讨论的人渐多,我听着听着脑子跟着嗡嗡作响。直到茶水原本打转的浮沫静在中心我才想起来喝了下去,味苦的茶水透着凉气,几碎茶渣晃动一番停到碗身的裂缝上,我一个没注意喝得下巴都流了茶水。
死的可不就是我。
我恍惚着起身,跑堂的“哟”的一声让我回过神来。
“啊?没什么…就是想,加碗肉。”我随口回答,心里喊着冷静冷静,僵直地坐回位置。
不能慌,真的不能慌,我抓着桌沿想有个实实在在的东西握在掌心,这次秦以静给我的损失可太大了,大到师父将我除名——师父一直通过这样的方式对外宣告除名弟子的死亡,当然别人不知道那是鹤壁弟子,或者,如此对内宣告除名弟子的背叛。

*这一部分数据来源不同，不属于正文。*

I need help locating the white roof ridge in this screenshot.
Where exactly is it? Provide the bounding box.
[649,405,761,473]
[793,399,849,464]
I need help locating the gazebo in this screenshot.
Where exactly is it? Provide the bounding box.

可我又做错了什么?我自认此前从未犯过大错,那么只能是我进入染坊之后做了什么不该做的事……破荆师兄?破荆师兄八年前就是个死人,再者,除了师父授意我不可能……
我颤抖地拿过茶碗喝水,到了嘴边才发现连茶渣都被我喝光了,我口干得难受匆匆边洒边倒了半碗一口气闷光。
师父就在南陇,他一直都知道破荆师兄没死,怪不得破荆师兄说不是我了解到的那样,怪不得秦以静说不上偷袭地偷袭我……为什么?可我还是不理解,为什么?为什么师父说去皇城却来了南陇,为什么我什么也没做就要被除名,为什么见了破荆师兄一面我就要永远逃命?!